Prof Des ONeill, national programme director for traffic medicine, led the development of the guidelines, which will be used to assess car and motorbike drivers. Conditions such as diabetes and sleep apnoea, drug and alcohol abuse, and health events such as heart attacks and strokes are covered by the guidelines. The guidelines have been sent to the Road Safety Authority for approval, and Prof O’Neill hopes they will be rolled out before the end of the year.

Over the last decade Irish doctors have provided in excess of 600,000 medical certificates of fitness to drive, Prof O’Neill said. Entitled Sláinte agus Tiomáint, the new guidelines will replace the old basic Green Book guidelines and UK ones that doctors in the Republic use.

Speaking at a special traffic medicine clinical meeting for doctors at the Royal College of Physicians of Ireland, in Dublin last week, Prof O’Neill said while the new guidelines are more comprehensive and evidence-based than the current ones, they still allow flexibility and aim to keep as many people on the road as possible.

We are looking at better ways of assessing all drivers, which focus on function, assessing strategic and tactical thinking and it’s about not getting obsessed with reaction times.

“The people with the best reaction times on the roads are the 18-30 year olds and they are the people with the highest number of accidents, he said.

A second set of fitness to drive guidelines for heavy vehicle drivers will also be developed by the programme.

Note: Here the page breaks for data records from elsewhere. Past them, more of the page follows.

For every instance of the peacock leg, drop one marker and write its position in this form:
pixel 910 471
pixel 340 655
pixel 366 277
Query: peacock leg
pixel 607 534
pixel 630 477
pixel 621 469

TV mâitre d’ talks about transplant

TV PERSONALITY and mâitre d’ John Healy will speak about his recent heart transplant at a public meeting this evening. Healy had been living with heart failure since November 2009 and was on the transplant waiting list for 16 months before he underwent his five-hour operation in March.

Organised by the Forum on End of Life in Ireland, the meeting takes place in the Alexander Hotel in Dublin from 6pm to 7.30pm. There are about 650 Irish people on waiting lists for a transplant.

Gene research gives hope to Parkinson's patients

NEW GENE research may give hope to people with Parkinson’s disease, a major international conference in Dublin heard last week.

Scientists from the University of British Columbia and Vancouver Coastal Health Research Institute revealed that they have isolated a new gene called RME-8 from a family with a high incidence of Parkinson’s disease.

Many have exhibited clinical signs of Parkinson’s disease, while others were revealed to have had the disease following a series of postmortems.

The research was revealed at the 16th international congress of Parkinson’s Disease and Movement Disorders, which was held in the Convention Centre Dublin last week.

Some 5,000 international delegates turned up for one of the biggest medical conferences held in Ireland.

Prof Tim Lynch, a clinical specialist in Parkinson’s disease, said the discovery was the latest “piece in the puzzle” of trying to discover why some people get Parkinson’s disease, which affects more than 10 million people worldwide, including 8,000 in Ireland.

“In the old days it was thought to be environmental and that has changed since the first genes were discovered that are identified with Parkinson’s disease,” he said. He said the possibilities of gene therapy gave some hope to potential Parkinson’s sufferers as there is no cure for the disease at present.

Symptoms of Parkinson’s include trembling in hands, arms, legs, and face, stiffness in the limbs and torso, as well as slow movement and poor balance and coordination.